Se in entrambe le posizioni scorgiamo intenzionalità positive, l’errore alla base che ne compromette poi tutto l’impianto è il non rendersi conto che quello che è venuto a mancare nella maggior parte di casi di “classi indisciplinate” è proprio una qualsivoglia forma di rispetto nei confronti dei ruoli che vanifica perciò qualsiasi ricetta proposta: se vengo giustificato mi sentirò ancor più legittimato a non correggere il mio comportamento né a ritenerlo così sbagliato; se vengo punito non riconoscendo l’autorità e il ruolo di colui che punisce, non darò quasi alcun peso al valore della sanzione e mi sentirò autorizzato a non portar rimedio alla mia trasgressione. Il rapporto insegnante-alunno, scuola-studente, non è né un rapporto tra pari, né un rapporto subordinato. Se fosse solo un rapporto tra pari l’insegnante perderebbe l’autorità e l’efficacia nel percorso didattico ed educativo, in qualsiasi momento potrebbe scaturire qualcosa che danneggi la credibilità del docente facendogli perdere significato nel processo scolastico. Se fosse solo un rapporto di subordinazione l’insegnante sarebbe un capo, colui che da ordini, anziché un docente, cioè colui che ha la facoltà di insegnare, e si privilegerebbe il rapporto gerarchico rispetto a un ruolo di partecipazione attiva e capace dell’esercizio di senso critico da parte dello studente. In definitiva, volendo semplificare, il rapporto studente-insegnante, che è il fulcro del percorso didattico e di formazione scolastica in generale, è qualcosa che sta a metà strada tra una relazione di gerarchica subordinazione e una situazione di insegnamento tra pari. Il professore non né un capo né allo stesso livello dell’alunno, è un docente, cioè colui che è capace di “insegnare” ma anche di “condurre verso una direzione” che in teoria non si dovrebbe limitare solo allo spazio prettamente didattico, ma dovrebbe proseguire idealmente all’esterno della struttura-scuola. Educare, dal latino ex-ducere, condurre fuori, dovrebbe voler significare proprio questo, il tentativo di portare fuori non solo i risultati cognitivi derivanti dall’apprendimento delle materie didattiche, ma contribuire a formare uno spirito critico e di analisi per affrontare la dimensione sociale, politica, culturale e lavorativa all’esterno dello spazio scuola in cui il ragazzo si troverà ad agire.

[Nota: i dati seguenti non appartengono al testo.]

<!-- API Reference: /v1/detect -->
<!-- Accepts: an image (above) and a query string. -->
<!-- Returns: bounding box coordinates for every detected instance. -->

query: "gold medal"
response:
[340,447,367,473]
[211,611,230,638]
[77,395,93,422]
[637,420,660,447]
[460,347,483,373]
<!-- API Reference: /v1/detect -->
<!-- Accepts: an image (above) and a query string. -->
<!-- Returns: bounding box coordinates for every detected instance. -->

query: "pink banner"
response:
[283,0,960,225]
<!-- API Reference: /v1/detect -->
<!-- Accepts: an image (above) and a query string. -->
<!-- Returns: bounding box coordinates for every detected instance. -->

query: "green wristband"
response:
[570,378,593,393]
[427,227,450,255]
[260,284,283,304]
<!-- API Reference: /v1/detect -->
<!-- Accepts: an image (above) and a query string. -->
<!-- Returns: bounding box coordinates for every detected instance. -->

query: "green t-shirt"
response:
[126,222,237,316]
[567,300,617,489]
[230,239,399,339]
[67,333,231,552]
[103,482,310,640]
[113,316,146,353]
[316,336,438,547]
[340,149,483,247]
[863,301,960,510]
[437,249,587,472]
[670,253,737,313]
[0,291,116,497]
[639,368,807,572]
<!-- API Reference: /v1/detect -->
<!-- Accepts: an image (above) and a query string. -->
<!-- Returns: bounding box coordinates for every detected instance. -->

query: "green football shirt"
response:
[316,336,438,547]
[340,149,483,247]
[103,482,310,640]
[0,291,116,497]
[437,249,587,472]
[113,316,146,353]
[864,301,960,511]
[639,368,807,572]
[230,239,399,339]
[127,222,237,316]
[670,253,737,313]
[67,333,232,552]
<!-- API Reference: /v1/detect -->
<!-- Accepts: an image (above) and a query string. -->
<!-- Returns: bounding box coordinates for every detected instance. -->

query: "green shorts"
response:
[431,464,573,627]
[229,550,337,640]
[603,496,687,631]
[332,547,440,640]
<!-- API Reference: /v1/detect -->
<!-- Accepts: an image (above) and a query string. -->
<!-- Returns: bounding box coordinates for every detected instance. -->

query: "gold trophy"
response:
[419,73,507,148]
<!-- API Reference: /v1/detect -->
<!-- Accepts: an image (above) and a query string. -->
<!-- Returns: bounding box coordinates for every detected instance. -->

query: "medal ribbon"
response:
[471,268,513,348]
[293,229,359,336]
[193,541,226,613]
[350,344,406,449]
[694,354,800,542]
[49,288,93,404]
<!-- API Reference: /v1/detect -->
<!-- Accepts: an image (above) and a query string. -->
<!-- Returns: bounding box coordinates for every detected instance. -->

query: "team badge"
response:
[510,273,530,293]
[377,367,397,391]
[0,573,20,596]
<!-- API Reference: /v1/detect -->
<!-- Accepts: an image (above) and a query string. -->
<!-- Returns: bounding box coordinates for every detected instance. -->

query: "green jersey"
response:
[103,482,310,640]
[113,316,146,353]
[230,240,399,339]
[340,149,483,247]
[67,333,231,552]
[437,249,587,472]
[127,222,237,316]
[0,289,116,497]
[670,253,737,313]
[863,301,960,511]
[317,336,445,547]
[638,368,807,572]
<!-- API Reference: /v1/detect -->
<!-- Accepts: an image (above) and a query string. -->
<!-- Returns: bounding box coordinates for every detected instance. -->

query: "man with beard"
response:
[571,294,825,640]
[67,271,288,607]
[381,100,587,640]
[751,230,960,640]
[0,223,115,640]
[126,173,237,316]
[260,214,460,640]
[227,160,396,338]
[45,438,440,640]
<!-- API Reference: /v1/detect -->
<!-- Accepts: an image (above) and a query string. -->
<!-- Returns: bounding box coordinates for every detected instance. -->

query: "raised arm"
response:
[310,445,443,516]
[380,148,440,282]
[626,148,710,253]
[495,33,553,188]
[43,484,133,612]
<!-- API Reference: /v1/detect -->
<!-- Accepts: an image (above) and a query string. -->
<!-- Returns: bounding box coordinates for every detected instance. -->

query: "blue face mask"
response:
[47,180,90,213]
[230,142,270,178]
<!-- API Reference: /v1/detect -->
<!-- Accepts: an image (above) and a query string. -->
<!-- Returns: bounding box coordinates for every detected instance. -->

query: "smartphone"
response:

La scuola non deve infatti rimanere avulsa dalla realtà ma dovrebbe rappresentare una fase che fa essa stessa parte della realtà e che al contempo prepara ad essa. Predisporre alla realtà non significa comunque diventare una tappa intermedia di mera preparazione al mercato del lavoro, che finirebbe per essere solo una pratica di aziendalizzazione del sistema scolastico, ma fornire gli strumenti critici e di interpretazione del reale cercando, attraverso studio e trasmissione di saperi, di aprire le menti e allargare le proprie visioni del mondo. Soprattutto tenendo conto di questa considerazione l’attenzione verso lo studente, non solo nelle sue vesti di alunno, ma inteso e compreso nella sua condizione sociale, affettiva, economica e psico-emotiva, non può che essere una pratica positiva solo se tale approccio rimane inserito nel contesto scolastico e se viene vissuto come funzionale ad affrontare in maniera più incisiva il percorso formativo dello studente.
Pertanto, se volessimo cercare una sintesi tra i due atteggiamenti citati in precedenza, potremmo dire che una più corretta “rilettura” dell’istituzione scolastica potrebbe essere data pensando alla scuola come a un luogo che insieme alla società è anch’essa in movimento e in evoluzione ma questa “progressione” può avere una funzione e un’efficacia solo se alla base di ogni mutamento e ogni innovazione delle modalità, dei metodi e degli strumenti didattici, anche laddove essi si presentino come radicali e persino rivoluzionari, venga conservato un reciproco riconoscimento dei ruoli, delle responsabilità, della differenza anagrafica e di preparazione culturale nella relazione insegnante-studente.